Later, in response to a question, Beaman lent his support to regulating the THC content of medical marijuana. THC is cannabis’ primary active ingredient.

“There is a strong correlation between the percentage of THC and several mental illnesses, including schizophrenia,” he said. “I’m a severe mental illness psychiatrist. I’ve seen 10,000 individuals with schizophrenia. Two have never smoked marijuana.

“I’m not saying marijuana causes schizophrenia,” Beaman continued. “I’m telling you we’ve got a schizophrenia problem in Oklahoma, and we have a pharmacy in every strip mall, every gas station, in every parking lot.”

Beaman said all marijuana research of which he is aware used cannabis of no more than 9% THC, while most being sold in Oklahoma is at least twice that potency.

LaFortune touched on the staffing issue and said Oklahoma lacks sufficient capacity for the most seriously mentally ill residents.
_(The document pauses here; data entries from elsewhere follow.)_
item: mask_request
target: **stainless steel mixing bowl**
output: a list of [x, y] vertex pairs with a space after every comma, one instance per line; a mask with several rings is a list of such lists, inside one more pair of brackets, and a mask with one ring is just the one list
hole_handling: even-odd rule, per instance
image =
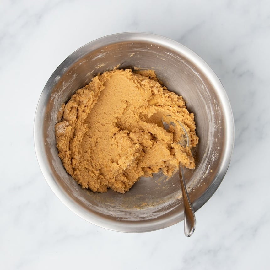
[[78, 89], [100, 73], [113, 69], [154, 70], [170, 90], [183, 96], [195, 115], [199, 143], [196, 168], [184, 171], [194, 210], [220, 184], [229, 165], [234, 141], [233, 118], [226, 93], [210, 68], [177, 42], [149, 34], [125, 33], [105, 36], [69, 56], [51, 76], [36, 112], [34, 140], [40, 168], [56, 196], [79, 216], [101, 227], [123, 232], [161, 229], [183, 220], [177, 174], [142, 178], [124, 194], [83, 189], [66, 172], [57, 155], [54, 126], [57, 112]]

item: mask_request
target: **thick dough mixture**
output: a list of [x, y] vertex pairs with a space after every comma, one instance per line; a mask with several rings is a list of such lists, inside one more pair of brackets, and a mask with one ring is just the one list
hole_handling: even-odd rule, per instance
[[[83, 188], [124, 193], [141, 176], [160, 170], [171, 175], [179, 162], [195, 167], [190, 149], [198, 138], [193, 114], [153, 71], [115, 69], [98, 75], [62, 111], [55, 126], [59, 155]], [[168, 115], [184, 127], [189, 147], [164, 129], [161, 119]]]

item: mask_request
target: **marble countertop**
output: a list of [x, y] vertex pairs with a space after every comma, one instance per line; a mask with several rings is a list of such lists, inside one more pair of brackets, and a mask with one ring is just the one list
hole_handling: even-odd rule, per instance
[[[1, 1], [0, 269], [269, 269], [269, 14], [266, 0]], [[141, 234], [88, 223], [53, 194], [36, 158], [35, 111], [53, 72], [84, 44], [129, 31], [194, 51], [230, 100], [231, 164], [190, 238], [183, 222]]]

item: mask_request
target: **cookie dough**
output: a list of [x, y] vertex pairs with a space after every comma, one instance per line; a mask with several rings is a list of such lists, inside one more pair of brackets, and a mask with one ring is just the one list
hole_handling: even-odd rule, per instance
[[[152, 70], [115, 69], [93, 78], [63, 105], [55, 125], [59, 155], [83, 188], [124, 193], [141, 176], [160, 170], [171, 176], [179, 162], [194, 168], [193, 114], [160, 82]], [[168, 115], [184, 127], [189, 147], [164, 129]]]

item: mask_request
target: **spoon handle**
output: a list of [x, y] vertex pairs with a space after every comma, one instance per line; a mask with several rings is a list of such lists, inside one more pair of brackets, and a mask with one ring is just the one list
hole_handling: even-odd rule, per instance
[[196, 218], [194, 213], [193, 208], [190, 203], [186, 191], [186, 184], [184, 180], [183, 168], [180, 164], [179, 164], [178, 167], [179, 176], [184, 203], [185, 235], [186, 236], [189, 237], [192, 235], [195, 230], [196, 227]]

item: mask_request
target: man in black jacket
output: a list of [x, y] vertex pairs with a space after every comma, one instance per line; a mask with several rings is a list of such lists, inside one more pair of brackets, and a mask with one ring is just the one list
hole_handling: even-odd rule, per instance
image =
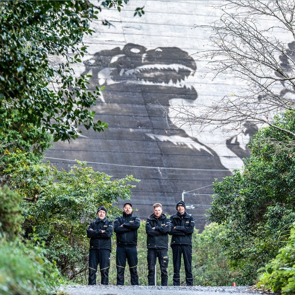
[[162, 214], [162, 205], [153, 205], [153, 214], [145, 223], [148, 248], [148, 279], [149, 286], [155, 285], [155, 272], [158, 258], [161, 270], [161, 285], [167, 286], [168, 282], [168, 234], [171, 228], [170, 220]]
[[86, 231], [87, 236], [90, 238], [88, 285], [96, 284], [96, 272], [99, 263], [101, 284], [109, 284], [113, 223], [106, 218], [106, 209], [103, 206], [99, 207], [97, 218], [90, 223]]
[[123, 215], [117, 216], [114, 222], [116, 233], [117, 250], [116, 264], [117, 268], [117, 285], [124, 285], [124, 273], [127, 259], [130, 271], [130, 282], [132, 285], [138, 285], [137, 273], [137, 230], [140, 225], [139, 217], [132, 215], [132, 205], [125, 203]]
[[170, 218], [171, 228], [169, 233], [172, 236], [170, 246], [173, 257], [173, 286], [180, 284], [179, 271], [182, 254], [186, 285], [192, 286], [194, 278], [191, 272], [191, 234], [194, 228], [195, 222], [194, 217], [186, 212], [185, 203], [183, 201], [180, 201], [176, 204], [176, 209], [177, 213]]

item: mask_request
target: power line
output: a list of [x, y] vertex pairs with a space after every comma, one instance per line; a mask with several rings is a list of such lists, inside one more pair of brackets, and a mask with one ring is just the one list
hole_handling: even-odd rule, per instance
[[[77, 161], [76, 160], [72, 160], [68, 159], [60, 159], [59, 158], [53, 158], [50, 157], [45, 157], [44, 158], [46, 159], [52, 159], [54, 160], [61, 160], [63, 161], [70, 161], [72, 162], [76, 162]], [[173, 167], [160, 167], [160, 166], [155, 167], [154, 166], [139, 166], [137, 165], [126, 165], [123, 164], [112, 164], [110, 163], [101, 163], [98, 162], [91, 162], [88, 161], [82, 161], [86, 162], [88, 164], [96, 164], [100, 165], [109, 165], [112, 166], [122, 166], [124, 167], [132, 167], [137, 168], [146, 168], [152, 169], [166, 169], [167, 170], [191, 170], [194, 171], [226, 171], [228, 172], [229, 170], [228, 169], [202, 169], [199, 168], [177, 168]], [[204, 186], [204, 187], [206, 187]]]

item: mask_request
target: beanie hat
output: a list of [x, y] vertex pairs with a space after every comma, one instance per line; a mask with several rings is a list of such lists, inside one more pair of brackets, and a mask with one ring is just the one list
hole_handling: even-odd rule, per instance
[[123, 208], [124, 208], [125, 206], [125, 205], [127, 205], [127, 204], [129, 204], [131, 206], [131, 207], [132, 208], [132, 204], [131, 204], [130, 202], [127, 202], [126, 203], [125, 203], [125, 204], [123, 205]]
[[183, 201], [179, 201], [177, 204], [176, 204], [176, 210], [177, 209], [177, 207], [178, 206], [183, 206], [184, 207], [184, 209], [186, 209], [185, 206], [185, 203]]
[[96, 212], [96, 214], [98, 213], [98, 212], [100, 210], [103, 210], [106, 212], [106, 213], [107, 213], [107, 211], [106, 209], [103, 206], [101, 206], [100, 207], [99, 207], [97, 208], [97, 212]]

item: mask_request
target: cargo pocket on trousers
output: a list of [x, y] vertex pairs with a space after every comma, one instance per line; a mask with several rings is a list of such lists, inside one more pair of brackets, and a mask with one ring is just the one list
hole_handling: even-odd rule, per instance
[[150, 268], [151, 266], [152, 266], [152, 268], [153, 268], [153, 265], [151, 265], [153, 264], [153, 263], [152, 262], [153, 261], [153, 257], [152, 255], [148, 255], [147, 256], [147, 260], [148, 260], [148, 270], [150, 270]]
[[168, 263], [169, 261], [169, 258], [168, 256], [162, 256], [161, 261], [161, 265], [164, 267], [168, 267]]
[[106, 258], [106, 267], [109, 267], [111, 266], [111, 257]]

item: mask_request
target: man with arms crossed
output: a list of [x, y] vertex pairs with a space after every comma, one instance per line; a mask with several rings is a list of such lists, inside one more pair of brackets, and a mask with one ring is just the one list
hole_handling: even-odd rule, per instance
[[158, 258], [161, 270], [161, 285], [167, 286], [168, 282], [168, 234], [171, 228], [170, 220], [162, 214], [162, 205], [153, 205], [153, 214], [145, 224], [148, 248], [148, 279], [149, 286], [155, 285], [155, 272]]
[[103, 206], [99, 207], [97, 217], [90, 223], [86, 230], [87, 236], [90, 238], [88, 285], [96, 284], [96, 272], [99, 263], [101, 284], [109, 284], [113, 223], [107, 218], [106, 213], [106, 209]]
[[192, 286], [194, 278], [191, 272], [191, 234], [194, 232], [194, 217], [186, 212], [185, 203], [180, 201], [176, 204], [177, 213], [170, 218], [172, 236], [170, 246], [173, 257], [173, 286], [180, 284], [179, 271], [183, 256], [185, 270], [185, 280], [187, 286]]
[[140, 220], [132, 215], [132, 205], [128, 202], [123, 206], [123, 215], [117, 216], [114, 222], [114, 230], [116, 233], [117, 250], [116, 264], [117, 268], [117, 285], [124, 285], [124, 273], [127, 259], [130, 271], [130, 282], [132, 285], [138, 285], [137, 273], [137, 230]]

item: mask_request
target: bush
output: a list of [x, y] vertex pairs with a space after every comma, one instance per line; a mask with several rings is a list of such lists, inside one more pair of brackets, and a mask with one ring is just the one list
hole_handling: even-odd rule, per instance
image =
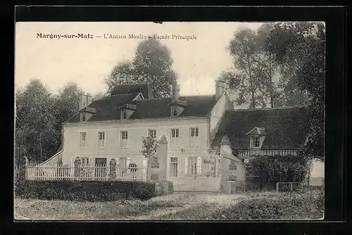
[[[273, 189], [277, 182], [300, 182], [306, 175], [307, 165], [300, 156], [256, 156], [246, 166], [247, 174], [256, 176], [259, 181], [253, 182], [256, 188]], [[251, 181], [251, 177], [248, 177]]]
[[154, 184], [143, 182], [26, 181], [17, 196], [42, 200], [108, 201], [154, 196]]

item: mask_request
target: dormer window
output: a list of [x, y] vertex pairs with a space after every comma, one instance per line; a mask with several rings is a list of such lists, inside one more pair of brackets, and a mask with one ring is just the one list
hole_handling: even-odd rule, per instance
[[249, 148], [260, 148], [267, 135], [263, 127], [254, 127], [246, 134], [249, 136]]
[[127, 120], [129, 119], [135, 112], [135, 110], [137, 110], [137, 106], [126, 103], [121, 107], [119, 107], [118, 109], [120, 110], [120, 118], [121, 120]]
[[259, 148], [260, 146], [260, 136], [251, 136], [251, 144], [252, 148]]

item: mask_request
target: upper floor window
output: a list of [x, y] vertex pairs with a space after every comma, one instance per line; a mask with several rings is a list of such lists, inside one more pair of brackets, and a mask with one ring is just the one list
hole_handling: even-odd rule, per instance
[[198, 136], [199, 136], [199, 127], [191, 127], [189, 129], [189, 144], [191, 146], [198, 144]]
[[177, 177], [178, 172], [178, 158], [170, 158], [170, 177]]
[[260, 146], [260, 139], [259, 136], [251, 137], [251, 146], [252, 148], [259, 148]]
[[98, 148], [105, 148], [105, 132], [98, 132]]
[[128, 132], [121, 131], [121, 139], [120, 141], [120, 147], [127, 147], [128, 141]]
[[170, 144], [172, 146], [177, 146], [179, 145], [180, 131], [178, 128], [171, 129], [171, 138]]
[[127, 119], [127, 114], [126, 113], [126, 110], [122, 111], [122, 119]]
[[87, 132], [80, 132], [80, 148], [83, 148], [86, 147], [86, 139], [87, 139]]
[[148, 136], [151, 138], [156, 138], [156, 129], [151, 129], [148, 130]]

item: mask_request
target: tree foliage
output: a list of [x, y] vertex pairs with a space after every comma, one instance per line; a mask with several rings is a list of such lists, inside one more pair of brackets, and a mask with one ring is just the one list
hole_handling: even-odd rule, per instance
[[148, 39], [137, 46], [132, 61], [115, 65], [105, 83], [111, 91], [116, 84], [149, 82], [154, 98], [171, 95], [171, 85], [177, 79], [168, 47], [158, 40]]

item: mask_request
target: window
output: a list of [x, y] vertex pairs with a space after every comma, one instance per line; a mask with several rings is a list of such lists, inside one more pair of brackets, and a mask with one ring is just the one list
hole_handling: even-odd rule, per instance
[[98, 132], [98, 148], [105, 148], [105, 132]]
[[126, 110], [122, 111], [122, 119], [127, 119], [127, 115], [126, 113]]
[[89, 165], [89, 158], [81, 158], [81, 164], [82, 167], [87, 167]]
[[178, 146], [179, 145], [180, 131], [178, 129], [171, 129], [171, 138], [170, 144], [172, 146]]
[[191, 146], [198, 145], [199, 136], [199, 128], [191, 127], [189, 129], [189, 144]]
[[86, 132], [80, 132], [80, 148], [84, 148], [86, 147], [86, 138], [87, 133]]
[[127, 146], [128, 132], [127, 131], [121, 131], [121, 139], [120, 141], [120, 146], [125, 148]]
[[259, 136], [252, 136], [251, 144], [252, 148], [259, 148], [260, 147], [260, 137]]
[[186, 173], [189, 175], [196, 175], [201, 174], [201, 163], [202, 158], [201, 157], [189, 157], [186, 160], [186, 167], [189, 170], [185, 170]]
[[148, 130], [148, 136], [151, 138], [156, 138], [156, 129], [149, 129]]
[[178, 158], [170, 158], [170, 177], [177, 177], [178, 170]]

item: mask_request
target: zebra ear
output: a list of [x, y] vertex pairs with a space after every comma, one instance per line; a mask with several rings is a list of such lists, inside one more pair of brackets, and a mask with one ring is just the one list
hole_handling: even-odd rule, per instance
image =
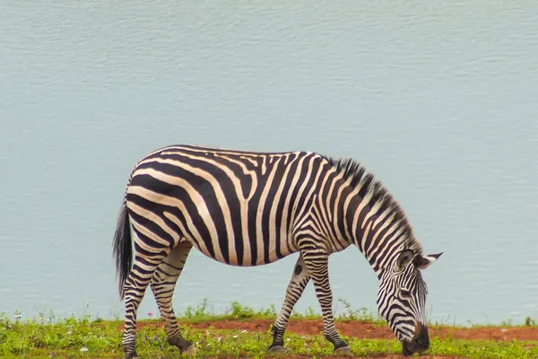
[[438, 254], [429, 254], [427, 256], [418, 256], [414, 258], [413, 263], [417, 268], [426, 269], [427, 267], [431, 266], [431, 264], [435, 262], [437, 258], [441, 257], [441, 254], [443, 254], [443, 252]]
[[396, 259], [398, 269], [404, 269], [412, 260], [413, 253], [411, 250], [404, 250], [400, 253]]

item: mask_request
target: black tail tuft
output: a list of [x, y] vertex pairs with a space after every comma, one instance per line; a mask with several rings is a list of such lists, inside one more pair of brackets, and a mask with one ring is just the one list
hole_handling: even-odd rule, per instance
[[124, 299], [124, 284], [133, 266], [133, 247], [131, 241], [131, 225], [126, 203], [124, 201], [119, 211], [117, 224], [114, 233], [114, 257], [116, 259], [116, 276], [119, 285], [119, 297]]

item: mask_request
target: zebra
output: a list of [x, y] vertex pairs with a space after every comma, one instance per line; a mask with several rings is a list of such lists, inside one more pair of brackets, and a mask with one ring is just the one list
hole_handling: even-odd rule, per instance
[[195, 352], [182, 336], [172, 306], [193, 247], [239, 267], [266, 265], [299, 252], [268, 351], [284, 351], [292, 309], [312, 281], [325, 337], [334, 352], [349, 353], [333, 317], [328, 257], [351, 244], [377, 276], [377, 306], [403, 355], [427, 350], [428, 290], [421, 271], [443, 253], [422, 253], [400, 205], [358, 161], [306, 151], [192, 144], [154, 151], [131, 172], [114, 234], [116, 275], [125, 299], [125, 357], [137, 357], [136, 312], [148, 285], [168, 343], [180, 354]]

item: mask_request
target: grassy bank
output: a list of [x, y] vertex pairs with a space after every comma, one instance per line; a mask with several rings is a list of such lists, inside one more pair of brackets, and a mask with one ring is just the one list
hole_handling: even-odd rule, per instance
[[[338, 315], [336, 326], [353, 356], [398, 357], [400, 345], [384, 321], [365, 310], [343, 305], [345, 310]], [[197, 357], [275, 356], [265, 353], [271, 343], [274, 308], [254, 311], [233, 302], [222, 315], [210, 313], [207, 308], [204, 302], [178, 316], [184, 336], [199, 349]], [[56, 319], [50, 315], [27, 320], [12, 318], [0, 316], [2, 358], [123, 358], [119, 346], [121, 320], [93, 320], [90, 316]], [[160, 320], [139, 320], [139, 324], [137, 351], [141, 358], [179, 357], [178, 349], [166, 342]], [[528, 319], [521, 326], [504, 324], [466, 328], [430, 325], [431, 347], [429, 355], [421, 357], [538, 358], [538, 327], [534, 321]], [[320, 330], [320, 317], [313, 311], [295, 313], [285, 337], [288, 352], [279, 356], [332, 356], [332, 346]]]

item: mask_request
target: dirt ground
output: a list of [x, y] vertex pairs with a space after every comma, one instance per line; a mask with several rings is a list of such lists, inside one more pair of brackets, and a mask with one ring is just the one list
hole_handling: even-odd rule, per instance
[[[248, 330], [248, 331], [266, 331], [273, 320], [215, 320], [201, 322], [197, 324], [189, 324], [195, 328], [213, 328], [215, 329], [229, 330]], [[179, 324], [183, 324], [179, 322]], [[136, 328], [142, 328], [147, 325], [162, 327], [160, 321], [137, 323]], [[394, 339], [395, 336], [387, 326], [376, 326], [371, 323], [361, 321], [352, 322], [336, 322], [338, 331], [346, 337], [368, 339]], [[123, 330], [123, 328], [120, 328]], [[321, 320], [291, 320], [288, 323], [286, 331], [299, 335], [316, 335], [323, 333], [323, 323]], [[499, 341], [505, 340], [536, 340], [538, 341], [538, 327], [492, 327], [492, 328], [431, 328], [429, 329], [430, 337], [438, 337], [439, 338], [453, 337], [461, 339], [494, 339]], [[390, 356], [384, 356], [390, 358]], [[397, 357], [397, 356], [395, 356]], [[428, 358], [428, 356], [421, 356]], [[378, 357], [377, 357], [378, 358]], [[440, 358], [440, 356], [436, 356]], [[444, 356], [443, 358], [450, 358]]]

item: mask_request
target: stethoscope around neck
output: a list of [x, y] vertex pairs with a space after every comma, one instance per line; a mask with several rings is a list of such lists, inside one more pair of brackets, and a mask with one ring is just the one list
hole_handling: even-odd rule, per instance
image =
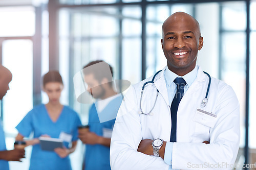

She noted that more than 30 Tulsa County jail inmates are awaiting space in the state’s lone facility for the most dangerously mentally ill, the Oklahoma Forensic Center in Vinita.

Some of those, she said, have been in custody for more than a year.

Regalado said he’s suggested leasing one or both of the county jail’s unused pods to the Oklahoma Department of Mental Health and Substance Abuse Services, saying that could provide up to 100 additional beds. He also said money that now goes to county sheriffs for mental health and addiction programs might be more effectively spent on professional treatment outside the jails.

Hernandez, a former administrator of the Oklahoma Forensic Center, said the shortage of suitable facilities causes many people experiencing serious mental health episodes to simply be kept in hospital emergency rooms until they’re exhausted, and then they’re sent home.

Nevertheless, Kunzweiler advocated making involuntary civil commitments easier, with greater judicial oversight of those placed in hospitals.

The most personal account came from Dart, who said her adult son’s treatment-resistant schizophrenia has grown steadily worse since they moved to Tulsa from Arizona seven years ago.

“I would never have imagined that after living here nearly seven years we would still be unable to obtain even remotely equivalent treatment,” Dart said. “The very treatment that helped him stabilize after traumatic hospitalizations and involvement with law enforcement has been repeatedly denied him in Tulsa.”

Specifically, Dart said her son had benefited in Arizona from what’s known as an assertive community treatment team, consisting of mental health professionals who come to the patient’s home if necessary. She said in Tulsa patients are not eligible for such teams until they’ve had an encounter with law enforcement or multiple hospitalizations.

“Our goal as a community should be to keep our vulnerable and suffering out of these traumatic settings rather than make them a requirement for treatment,” Dart said.